Being a Spice Girls fan, unfortunately, does not make you a superhero. It makes you normal. Still, my generation and I nurture a slightly embarrassing urge to express how much they meant to us, at any opportunity. Did I text everyone I knew to say I was interviewing Sporty Spice? I couldn’t comment. (One friend: “Omg she’s the best one”; my mum: “Did you tell her how much you loved the Spice Girls?”)
Perhaps the group’s psychic hold remains so visceral because that moment, when they were the biggest girlband – maybe biggest anything – in the world, was so brief and electric. Talking to Chisholm, I certainly feel like I’m speaking to someone I’ve known for years, and I can’t tell if it’s her heart-on-sleeve breeziness or the hours I spent poring over my Spice World VHS tape. And yet, according to Chisholm’s long-anticipated memoir Who I Am, released this week, we did not really know her at all.
Within its pages, she details her humble upbringing in working-class Widnes, the disorientating fame and wealth brought by the Spice Girls in the Nineties, her often-torturous time in the group, the devastating impact it had on her mental health, and her dogged commitment to making her own music. Reading it, I’m surprised she fought on for a solo career after the Spice Girls’ demise: it began with a baptism-of-fire bottle-pelting at the 1999 V Festival.
Clearly, Chisholm is a bit of a trooper, and her story is one of self-acceptance and resilience. It’s been 26 years since the release of “Wannabe”. Other than Emma Bunton, she is the last Spice Girl to write about her life. Why now?
“Gosh. It has been a long time, hasn’t it?” says the 48-year-old. “The way celebrity culture has been in the last 20 years, people tend to do it a bit sooner, don’t they? But… I never felt ready,” she says on Zoom from her Hampstead home, in a light-filled attic room. She wanted to own her narrative and share experiences that might be useful to others – but she also had reservations; re-reading old press coverage, she writes, sent her “into a dark place for about a week”.
And there is a lot of darkness in the book, from mental health struggles to the story of being sexually assaulted by a hotel masseur the night before a Spice Girls concert. Chisholm showed Who I Am to her close family and the rest of the band first, to make sure they were “comfortable with the way I’ve spoken about things that involved them”.
Her experience of fame left an uncomfortable legacy, so much so that she admits it took her until 2014 to be able to watch the 1998 Spice World film. But the group’s 2019 stadium reunion tour – minus Victoria Beckham – marked a turning point for Chisholm. After years of frustration and self-criticism, something clicked into place on stage.
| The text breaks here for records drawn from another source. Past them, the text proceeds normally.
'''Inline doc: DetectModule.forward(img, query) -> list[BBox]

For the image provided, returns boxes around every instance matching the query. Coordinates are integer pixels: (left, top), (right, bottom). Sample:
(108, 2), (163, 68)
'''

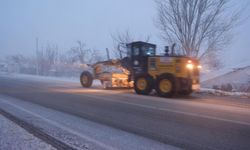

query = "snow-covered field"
(0, 114), (55, 150)
(0, 95), (178, 150)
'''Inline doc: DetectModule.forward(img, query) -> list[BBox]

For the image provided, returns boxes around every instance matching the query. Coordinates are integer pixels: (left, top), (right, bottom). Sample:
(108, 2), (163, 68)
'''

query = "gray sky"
(0, 0), (250, 67)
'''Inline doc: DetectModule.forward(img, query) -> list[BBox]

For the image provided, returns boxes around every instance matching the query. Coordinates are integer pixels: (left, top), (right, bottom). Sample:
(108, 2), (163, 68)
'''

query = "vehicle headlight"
(186, 64), (194, 70)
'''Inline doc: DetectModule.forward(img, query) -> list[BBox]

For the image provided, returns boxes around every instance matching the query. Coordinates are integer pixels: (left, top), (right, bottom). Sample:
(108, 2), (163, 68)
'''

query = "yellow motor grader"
(80, 41), (201, 97)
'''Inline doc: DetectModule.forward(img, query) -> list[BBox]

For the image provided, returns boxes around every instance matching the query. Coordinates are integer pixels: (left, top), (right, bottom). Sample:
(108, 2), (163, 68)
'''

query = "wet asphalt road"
(0, 75), (250, 150)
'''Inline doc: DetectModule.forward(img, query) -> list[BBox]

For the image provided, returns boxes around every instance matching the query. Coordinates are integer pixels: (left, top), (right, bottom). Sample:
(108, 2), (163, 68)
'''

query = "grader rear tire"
(134, 75), (153, 95)
(155, 74), (175, 97)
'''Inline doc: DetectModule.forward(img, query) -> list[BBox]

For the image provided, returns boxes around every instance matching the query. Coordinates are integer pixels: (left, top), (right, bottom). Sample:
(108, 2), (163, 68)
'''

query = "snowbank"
(0, 95), (179, 150)
(0, 114), (55, 150)
(199, 88), (250, 98)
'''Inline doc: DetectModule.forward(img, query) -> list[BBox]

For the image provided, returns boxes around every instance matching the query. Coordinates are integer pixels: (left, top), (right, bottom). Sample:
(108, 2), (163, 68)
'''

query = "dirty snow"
(0, 96), (179, 150)
(202, 66), (250, 92)
(0, 114), (55, 150)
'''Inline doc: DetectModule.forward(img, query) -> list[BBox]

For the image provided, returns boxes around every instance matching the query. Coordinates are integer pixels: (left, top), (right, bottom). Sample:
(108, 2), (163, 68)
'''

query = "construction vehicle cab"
(127, 42), (201, 97)
(80, 41), (201, 97)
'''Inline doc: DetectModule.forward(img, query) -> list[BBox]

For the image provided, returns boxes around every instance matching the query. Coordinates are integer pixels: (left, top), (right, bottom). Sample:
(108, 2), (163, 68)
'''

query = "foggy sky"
(0, 0), (250, 64)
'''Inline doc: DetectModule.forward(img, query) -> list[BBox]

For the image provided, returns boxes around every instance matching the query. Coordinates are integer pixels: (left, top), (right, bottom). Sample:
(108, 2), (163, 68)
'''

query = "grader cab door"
(127, 41), (156, 75)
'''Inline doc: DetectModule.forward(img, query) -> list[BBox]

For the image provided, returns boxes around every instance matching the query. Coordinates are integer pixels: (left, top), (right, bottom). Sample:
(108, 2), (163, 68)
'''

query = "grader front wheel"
(134, 75), (153, 95)
(80, 71), (93, 88)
Looking out at the euphoric crowds, she explains, “[I was] just like… ‘F***’. I think all of us girls realised the impact we’d had on so many people, and I just realised that… I’m still that person. I’ve never really changed.
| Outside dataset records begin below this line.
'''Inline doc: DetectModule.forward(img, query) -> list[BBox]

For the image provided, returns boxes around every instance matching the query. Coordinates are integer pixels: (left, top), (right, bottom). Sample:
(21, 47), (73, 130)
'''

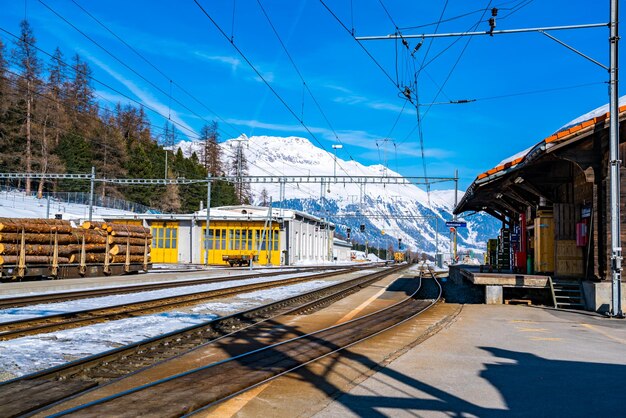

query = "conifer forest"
(0, 21), (241, 213)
“Fundamentally, we go in search of ourselves, don’t we? We spend our lives trying to better ourselves. But at the end of the day, we are who we are. And it was at that point when I felt, wow. I am Sporty Spice. And Melanie C. And a mum.” She underlines each with a nod of the head. “I’m all of these things, all of the time.”
It feels like the world is only just catching up with Chisholm, though. In recent years, a new-found appreciation has emerged. She’s a vocal LGBT+ ally. A committed performer. And a candid mental health advocate. We even seem to like female sportspeople now. (The Lionesses, Chisholm says, “outshine the men in so many ways. And that’s because they’ve had to fight.”) Perhaps the singer’s longevity is down to the fact that she clearly never believed her own hype. The inner monologue she describes in Who I Am, as she battled eating disorders and self-punishing exercise routines, was relentless: “You’ve just got to be a robot – no feelings, no excuses, no pain.”
Still, she’s somehow stayed relatively grounded, something she puts down to her working-class background. It’s clear Chisholm never forgot what it was like not to have money. “Money was tight when I was a kid. There was no extra,” she says. So many family and friends “still work really, really hard to make ends meet, so I’m still very much aware of that side”.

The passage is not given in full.